Uno sforzo immane si sta oggi compiendo per rendere omogenee le teorie quantistiche con l’altro pilastro della fisica contemporanea che è rappresentato dalla teoria della relatività generale. Messe insieme possono dare risultati inaspettati, come quello ottenuto nel 1974 da Stephen Hawking che scoprì la radiazione termica di un buco nero, che sarebbe misura della sua entropia; risultato notevolissimo se si pensa che un buco nero è, per definizione, un corpo di massa tale da cui neppure la luce può sfuggirvi! Tuttavia, manca ancora una teoria veramente unificata che comprenda i fenomeni dell’infinitamente piccolo unitamente a quelli dell’infinitamente grande.

Altra branca della fisica quantistica che ha assunto una rilevanza indipendente ed una importanza tecnologica di prim’ordine è la fisica dello stato solido, soprattutto sullo studio di fenomeni di superconduttività (scoperti da Karmelingh Onnes nel 1908) e sui semiconduttori, che sta alla base della scoperta  dell'effetto transistor avvenuta ai Bell labs nela vigilia di Natale dell 1947 da parte di Bardeen, Brattain e Shockley e sulla cui attuale importanza tecnologica non mi pare il caso di indugiare.

Naturalmente, anche se oggi sono stati compiuti molti passi in avanti, siamo ben lontani dall’aver formulato una teoria unificata che spieghi qualsiasi fenomeno su qualsiasi scala e molti sono convinti che non si troverà mai; tuttavia ci sono stati diversi tentativi più o meno riusciti volti in questa direzione. In tale teoria sarebbero riposte le domande che da sempre l’uomo si è posto, sulla natura dell’esistenza, sulla nascita dell’universo e sul proprio significato all’interno di esso. Attualmente un enorme sforzo è diretto all’unificazione dell’interazione elettrodebole (quest’ultima è l’unione dell’elettromagnetismo e dell’interazione debole, risultata dai lavori di Glashow, Salam e Weinberg) con quella nucleare forte per poi proseguire con quella gravitazionale. Un impianto teorico di tale portata sarebbe la continuazione di quello che già aveva fatto Maxwell nel XIX secolo con l’elettricità ed il magnetismo, ovvero maturare una nuova visione più aperta su problemi apparentemente differenti e dimostrare che essi non sono altro che aspetti diversi di un medesimo fenomeno fisico.

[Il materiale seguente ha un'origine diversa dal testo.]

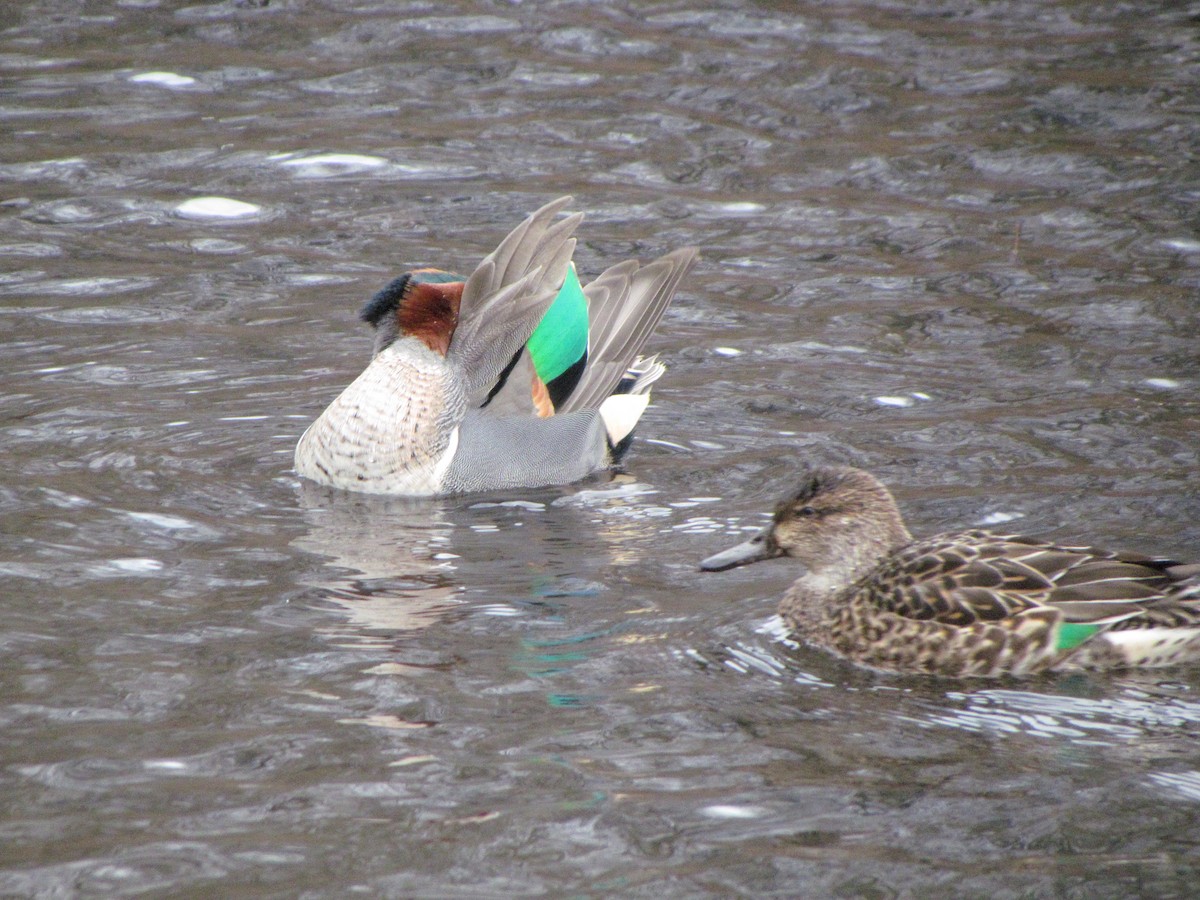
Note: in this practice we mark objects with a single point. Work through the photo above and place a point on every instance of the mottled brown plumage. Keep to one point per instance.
(971, 603)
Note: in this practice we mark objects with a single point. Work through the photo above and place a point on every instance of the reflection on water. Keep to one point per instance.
(952, 243)
(389, 562)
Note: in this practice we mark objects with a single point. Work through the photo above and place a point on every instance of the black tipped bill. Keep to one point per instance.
(751, 551)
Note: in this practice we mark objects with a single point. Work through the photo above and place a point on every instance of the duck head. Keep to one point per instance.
(838, 521)
(421, 304)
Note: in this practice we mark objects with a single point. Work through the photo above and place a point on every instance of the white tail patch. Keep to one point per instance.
(642, 373)
(1156, 646)
(621, 413)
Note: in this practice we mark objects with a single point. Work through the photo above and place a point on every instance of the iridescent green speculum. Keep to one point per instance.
(561, 339)
(1072, 634)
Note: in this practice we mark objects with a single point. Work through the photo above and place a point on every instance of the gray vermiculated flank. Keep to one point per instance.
(526, 453)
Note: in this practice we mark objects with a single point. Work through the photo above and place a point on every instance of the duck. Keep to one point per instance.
(513, 377)
(965, 604)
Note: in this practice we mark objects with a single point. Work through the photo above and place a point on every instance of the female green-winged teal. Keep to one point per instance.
(514, 377)
(965, 604)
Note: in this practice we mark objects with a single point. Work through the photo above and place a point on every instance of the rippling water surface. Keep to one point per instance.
(954, 243)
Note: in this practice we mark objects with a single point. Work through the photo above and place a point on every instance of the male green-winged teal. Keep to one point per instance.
(514, 377)
(970, 603)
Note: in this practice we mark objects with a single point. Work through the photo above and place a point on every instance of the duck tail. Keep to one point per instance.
(619, 414)
(641, 375)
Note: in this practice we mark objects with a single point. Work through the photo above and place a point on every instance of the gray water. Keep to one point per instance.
(954, 243)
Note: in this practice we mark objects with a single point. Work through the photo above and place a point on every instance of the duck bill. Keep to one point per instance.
(751, 551)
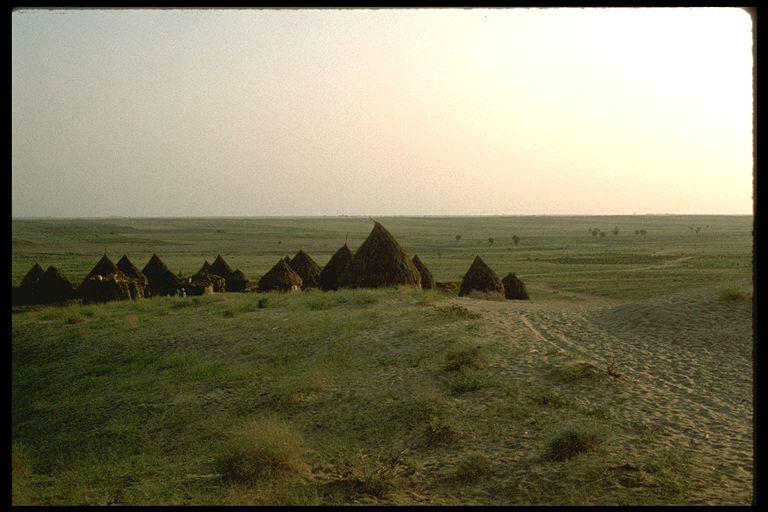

Non è facile tracciare una summa della situazione attuale; quel che è certo è che siamo ad anni luce di distanza da quel clima euforico ed ottimista che ha pervaso tutta la fine del XIX secolo. La scienza non può più essere vista ingenuamente come una soluzione a tutti i mali dell’uomo ed essa ha rivelato profondi lati oscuri. Può essere una cosa meravigliosa, ma non contiene le istruzioni per l'uso; essa oggi è uno strumento potentissimo che permette all’uomo di manipolare quel che gli sta intorno come mai prima d’ora avrebbe potuto sperare. Come tutti gli strumenti essa deve essere usata con una cautela estrema per evitare che si ripeta in futuro ciò che, purtroppo, è già avvenuto. Sono oggi aperti molti problemi, come quelli, particolarmente spinosi, legati alle biotecnologie la cui soluzione sarà trovata, se saremo fortunati, esclusivamente al termine di un lungo e difficile cammino. Solo il futuro ci rivelerà come potrà proseguire quella che è senza dubbio la più grande avventura del genere umano.